Heather Hartt-Sussman’s Noni is back, in Noni Speaks Up, teaching us another life lesson about feeling afraid and doing it anyway. Perhaps you’ve met Noni before, in Noni is Nervous or Noni says No. In this installment, Noni’s conscience goes head to head with her desire to be part of the group.
Noni Speaks Up
Heather Hartt-Sussman
Illustrated by Geneviève Côté
Tundra Books
$19.99
cloth
24pp
9781770498396
Youngsters are masterful at creating fabulous new worlds from couch cushions, blocks, blankets, and chairs. Unfortunately, most of us get the creation-of-new-worlds-mastery nagged out of us by well-intentioned parents who are just trying to clear a path through the clutter so everyone can get to the bathroom.
Down Here
Valerie Sherrard
Illustrated by Isabelle Malenfant
Fitzhenry & Whiteside
$18.95
cloth
32pp
9781554553273
Down Here, by Valerie Sherrard, is a sweet story that might manage to defuse a few of those heated time- to-clean-up encounters. A book with an important reminder that sometimes the most difficult problems can be solved by looking at things from a different perspective.

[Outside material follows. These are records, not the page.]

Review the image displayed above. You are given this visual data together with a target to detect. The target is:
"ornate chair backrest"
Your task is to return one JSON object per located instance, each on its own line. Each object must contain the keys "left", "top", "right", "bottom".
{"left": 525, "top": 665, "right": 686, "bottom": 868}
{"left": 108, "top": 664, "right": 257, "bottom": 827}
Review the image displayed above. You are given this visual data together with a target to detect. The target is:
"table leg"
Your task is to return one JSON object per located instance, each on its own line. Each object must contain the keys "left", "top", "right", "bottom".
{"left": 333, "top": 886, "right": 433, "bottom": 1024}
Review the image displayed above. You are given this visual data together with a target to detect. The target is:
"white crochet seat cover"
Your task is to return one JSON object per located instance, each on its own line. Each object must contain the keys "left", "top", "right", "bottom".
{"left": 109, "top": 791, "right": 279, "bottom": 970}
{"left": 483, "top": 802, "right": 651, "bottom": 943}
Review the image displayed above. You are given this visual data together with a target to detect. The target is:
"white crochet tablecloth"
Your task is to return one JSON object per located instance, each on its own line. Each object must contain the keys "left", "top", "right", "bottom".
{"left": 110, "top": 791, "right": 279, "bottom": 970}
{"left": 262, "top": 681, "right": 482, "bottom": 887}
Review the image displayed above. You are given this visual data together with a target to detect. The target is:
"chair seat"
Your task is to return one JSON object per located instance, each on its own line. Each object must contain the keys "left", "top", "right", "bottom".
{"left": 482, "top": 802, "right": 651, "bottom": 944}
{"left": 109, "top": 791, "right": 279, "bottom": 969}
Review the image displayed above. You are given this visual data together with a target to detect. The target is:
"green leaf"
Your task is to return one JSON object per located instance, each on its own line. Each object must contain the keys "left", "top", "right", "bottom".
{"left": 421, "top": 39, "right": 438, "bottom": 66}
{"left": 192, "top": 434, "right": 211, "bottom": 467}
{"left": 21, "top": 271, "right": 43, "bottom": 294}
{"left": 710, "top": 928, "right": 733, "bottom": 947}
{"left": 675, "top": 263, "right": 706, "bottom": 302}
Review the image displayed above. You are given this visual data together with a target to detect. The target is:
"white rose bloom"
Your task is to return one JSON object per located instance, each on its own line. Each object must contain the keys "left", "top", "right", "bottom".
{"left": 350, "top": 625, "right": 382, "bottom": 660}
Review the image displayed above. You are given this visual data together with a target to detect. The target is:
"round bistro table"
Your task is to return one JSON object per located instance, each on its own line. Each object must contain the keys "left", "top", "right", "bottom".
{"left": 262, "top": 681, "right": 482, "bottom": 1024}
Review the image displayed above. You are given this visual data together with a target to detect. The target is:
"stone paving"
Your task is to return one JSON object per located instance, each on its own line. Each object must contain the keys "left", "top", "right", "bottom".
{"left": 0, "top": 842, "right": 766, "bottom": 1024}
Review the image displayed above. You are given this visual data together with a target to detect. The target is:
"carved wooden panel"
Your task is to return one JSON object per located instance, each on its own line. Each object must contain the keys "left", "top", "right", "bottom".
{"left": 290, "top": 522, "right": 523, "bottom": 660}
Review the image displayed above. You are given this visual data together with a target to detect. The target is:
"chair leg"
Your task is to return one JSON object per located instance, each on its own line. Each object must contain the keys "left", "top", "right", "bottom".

Oscar Lives Next Door is a story inspired by Oscar Peterson’s Montreal childhood and told by elementary school teacher, author, and playwright Bonnie Farmer. This picture book was years in the making, inspired by Farmer’s desire to write a book about growing up in her beloved Little Burgundy. That rich setting found its ideal protagonist when Farmer came up with the idea of telling a story from jazz master Oscar Peterson’s childhood. In her narrative, Farmer succeeds in telling a good tale filled with information about the social and cultural life in the Black community of Little Burgundy, including compelling details about Oscar Peterson’s past. The author has astutely chosen to chronicle a particularly dramatic episode in Peterson’s life – the period when he contracted TB and was ultimately forced to give up his beloved first instrument, the trumpet.
Oscar Lives Next Door
A Story Inspired by Oscar Peterson's Childhood
Bonnie Farmer
Illustrated by Marie Lafrance
Owl Kids Books
$17.95
cloth
32pp
9781771471046
Remember that cliché about the book and its cover? Well That Squeak, by Carolyn Beck, proves that you can’t judge a book by its format either. This large picture book with glossy and gorgeous images by François Thisdale looks like it’s for kids. With only about a paragraph of text on each page, much of it dialogue, on first glance the book looks a lot like something you might read to a six- or seven-year-old, that it might be suitable for a child who can’t quite read but who can concentrate long enough to appreciate a well-told tale. But book judges beware! This book is meant for a YA audience and not elementary school kids.
That Squeak
Carolyn Beck
Illustrated by François Thisdale
Fitzhenry & Whiteside
$18.95
cloth
40pp
9781554552931
Arsenal Pulp Press is rapidly building a comprehensive YA catalogue, including this new release, Faerie, a novel by Eisha Marjara. The novel is divided into nineteen chapters, each of which includes either one long piece of writing or a series of shorter pieces of varying lengths. Some sections read like diary entries while others are more finely crafted. The writing itself, the figurative language, the consistent narrative voice, and the descriptive passages are well done. The author is an award-winning film writer and director and there is ample evidence here of her ability and skill.
Faerie
Eisha Marjara
Arsenal Pulp Press
$14.95
paper
147pp
9781551526188
But despite the many accomplishments of the writer and her work, Faerie is not a book I would recommend for a YA audience. The book presents a ghastly picture – a very personal story – but it pushes us away instead of drawing us in. We know that girls and women are starving themselves to death, but Faerie doesn’t help us understand why, and at the end of the novel, where we search for resolution, there is only a tidy epilogue – two short paragraphs that inform the reader that Lila is now slender and happy, working as a photographer and using her art to keep her inner faerie alive. mRb
Lovely books indeed! One note, however. The characters in That Squeak are young boys but not young adults. The death of a young friend, sadly, is not an experience limited to young adults either. This book with its picture book format certainly works very well for a young adult audience but is also ideal for children even as young as 8 or 9 years old, if it is presented thoughtfully and with an opportunity for discussion. It would be a shame to limit this story to an older audience.